Thanks for the topic Evan and great picture Tony! That picture should supplant the one in the Kernel Gateway docs.
There’s a bit of history here that should probably be presented, although I suspect you’re aware of this, but, for the benefit of others…
Yes, Enterprise Gateway is completely derived from Kernel Gateway. We didn’t extend KG with the EG remote kernels due to “time-to-market” constraints - finding it quicker to create a new repo. However, EG gets all of its request handling from KG today - thus the dependency. As a result, we leveraged the NB2KG extension. (By the way, as of Notebook 6.0 - which is imminent - the NB2KG extension and its multi-step configuration will no longer be required and its equivalent can be achieved simply by adding --gateway-url <gateway-server-url>
!)
I believe the creators of Kernel Gateway created the NB2KG mechanism because they wanted a way to move kernels closer to the compute clusters, keeping the notebooks on the desktops of the analysts. Since there was no support for remote kernels, this was a way that could be achieved. This is very important because it eliminates the need for having Spark/YARN, etc., installed on the desktop and that configuration was their primary use-case - as it was for EG. The last thing cluster admins want is a bunch of user-based files and notebooks on their compute cluster.
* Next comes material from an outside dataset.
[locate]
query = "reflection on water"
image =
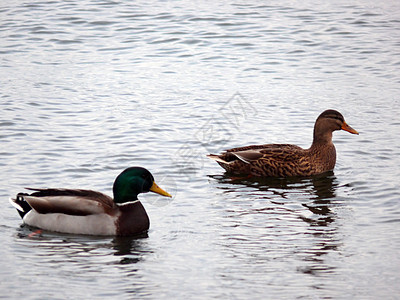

So separation via NB2KG is quite important.
Enterprise Gateway simply extends Kernel Gateway with the ability to launch kernels across a cluster via a resource manager - which then enables the ability to scale the number of kernels that can be launched since they no longer reside on the Gateway server. That launch still requires that EG be on a “edge node” of the cluster.
Regarding HA/DR, the idea is that we persist kernel sessions (not to be confused with the sessions that are managed in the Notebook server) while a remote kernel is active. Should the EG server go down, another would be started (or already be running) that gets a request. (Of course, this presumes the client is hitting a load-balanced URL that is routed and honors session affinity, etc.) When the handler on the “foreign” server goes to lookup the kernel-id corresponding to the request, it wouldn’t find the kernel manager. Rather than return 404, it would load the persisted state corresponding to that kernel and “hydrate” a kernel manager, seeding it with the persisted information, and start talking to that remote kernel - thereby continuing to honor the request.
I’ve demonstrated this can be accomplished in an Active/Passive mode by simply killing EG on the server and starting EG on another with the persisted state being located on a shared filesystem. This does require an explicit ‘reconnect’ to be issued from the client to reestablish the websocket, but I’m hoping we can figure out how that can be automated.
For Active/Active, we’d need to modify the handlers (as previously described), but since those still reside in Kernel Gateway, we’d want to get them into EG (and probably remove our dependence on KG at that time).
Futures:
When jupyter_server gets off the ground, we will likely adopt @takluyver’s proposal for Kernel Providers - which essentially allows “providers” to bring their own kernel manager and launch mechanisms to the party. With that, EG can probably go away, although I suspect we’ll want some “extension” to perform things like HA and kernel session persistence that is not really required for regular notebook users. However, the ability to launch kernels into resource-managed clusters should be achievable - provided the server has access to the cluster. (Note: there will still be a way to “gateway” from one jupyter server instance to another - just to get that separation that admins require.).
You can get a feel for this via the Jupyter Enterprise Gateway Experiments organization of repos. I’ve been performing POC exercises for this recently.
I’m hoping this answers your questions. If not, let’s continue this discussion!